The photographs in his book depict the hands of prisoners from the early 20th century Turkey, drawn from the photograph albums of Abdul Hamid II, the 34th Sultan of the Ottoman Empire. Hayal & Hakikat (translated as Dream & Fact), by Cemre Yeşil Gönenli, takes the form of two booklets — A Handbook of Forgiveness and A Handbook of Punishment — which can be viewed side by side.
Abdul Hamid II utilised photography as a tool for documenting the modernisation of the Ottoman Empire at the start of the 20th Century. A photography studio was build inside the Yıldız Palace and albums reproduced and sent across the world as a testament to the progress of the Ottoman Empire. Abdul Hamid II himself rarely left Istanbul but commissioned photographs so he could become acquainted with his own country, otherwise invisible to his eye.

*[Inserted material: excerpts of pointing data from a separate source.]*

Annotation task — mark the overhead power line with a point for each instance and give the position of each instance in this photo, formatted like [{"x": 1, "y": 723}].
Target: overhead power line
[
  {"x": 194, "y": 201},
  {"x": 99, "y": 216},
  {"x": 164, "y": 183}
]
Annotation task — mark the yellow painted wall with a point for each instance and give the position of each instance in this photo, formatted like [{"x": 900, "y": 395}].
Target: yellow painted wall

Amongst other things, Abdul Hamid II was obsessed with crime fiction and in the 25th year of his reign he ordered all murder convicts to be photographed with their hands visible, in preparation for a planned amnesty. He has been moved by pseudo-scientific information he had read in a crime novel that “any criminal with a thumb joint longer than the index finger joint, is inclined to murder.” To this end, the photographs in this book show the subjects’ hands for the purpose of classification. They are presented in the book in categories – those chained with iron bracelets and those without. Cemre Yeşil Gönenli, has cropped out the faces of the subjects so their emotional state is ambiguous. The ‘Dream’ of the title refers to the inmates’ desire for release and the “Fact’, their actual circumstances. The fate of the individual prisoners remains unknown as there is no record of the verdict of Abdul Hamid II after viewing the hands awaiting forgiveness.